Bisnis.com, JAKARTA — Pemerintah dan otoritas tengah menyusun aturan pembatalan kredit macet bagi pelaku usaha mikro, kecil, dan menengah (UKM). Lalu bagaimana kondisi penghapusan kredit macet bank UMKM sejauh ini dari BRI (BBRI) hingga Bank Mandiri (BMRI)?
Dian Edina Rae, Kepala Departemen Pengawasan Perbankan Badan Jasa Keuangan (OJK), mengatakan rancangan peraturan pemerintah tentang pencabutan pendaftaran UKM masih dalam tahap pengembangan.
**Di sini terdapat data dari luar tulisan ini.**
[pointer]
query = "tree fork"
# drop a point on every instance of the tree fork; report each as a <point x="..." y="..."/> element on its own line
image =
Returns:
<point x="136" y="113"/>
Pada saat yang sama, dalam rapat Komite Stabilitas Sistem Keuangan (SSC), pembahasan mengenai sistem ini juga dibahas.
“Format aturannya sudah jelas, tinggal dilihat bagaimana RUU ini akan dijabarkan secara detail. “Nanti tergantung pemerintah mau ditandatangani lebih awal atau tidak oleh presiden,” ujarnya usai agenda Bisnis Indonesia Midyear Challenges 2024.
Padahal, penghapusan buku UKM dan penghapusan kredit macet merupakan hal yang lumrah bagi bank swasta pada umumnya.
Namun, kata dia, permasalahan muncul ketika penghapusbukuan dilakukan oleh bank-bank BUMN atau bank-bank BUMN.
“Ini masalahnya, Himbara [kumpulan bank-bank negara] memiliki komponen uang rakyat yang dimiliki oleh pemerintah, [sebagai] aset publik, [yaitu]] yang selalu menyulitkan perbankan,” ujarnya. .
Oleh karena itu, aturan tersebut dirancang untuk menjawab kesulitan yang dihadapi bank-bank BUMN atau bank-bank BUMN dalam menghapuskan dan menghapus kredit macet bagi UKM.
Khusus bagi bank-bank BUMN, penghapusan kredit macet bagi UKM bukan lagi menjadi beban keuangan negara, melainkan beban hukum dan amortisasi.
Penyesuaian ini dilakukan seiring dengan meningkatnya kondisi kredit macet bagi UKM. Berdasarkan data OJK, rasio kredit bermasalah (non-performing loan) UMKM mencapai 4,27%, sedikit meningkat dibandingkan bulan sebelumnya atau April 2024 sebesar 4,26%.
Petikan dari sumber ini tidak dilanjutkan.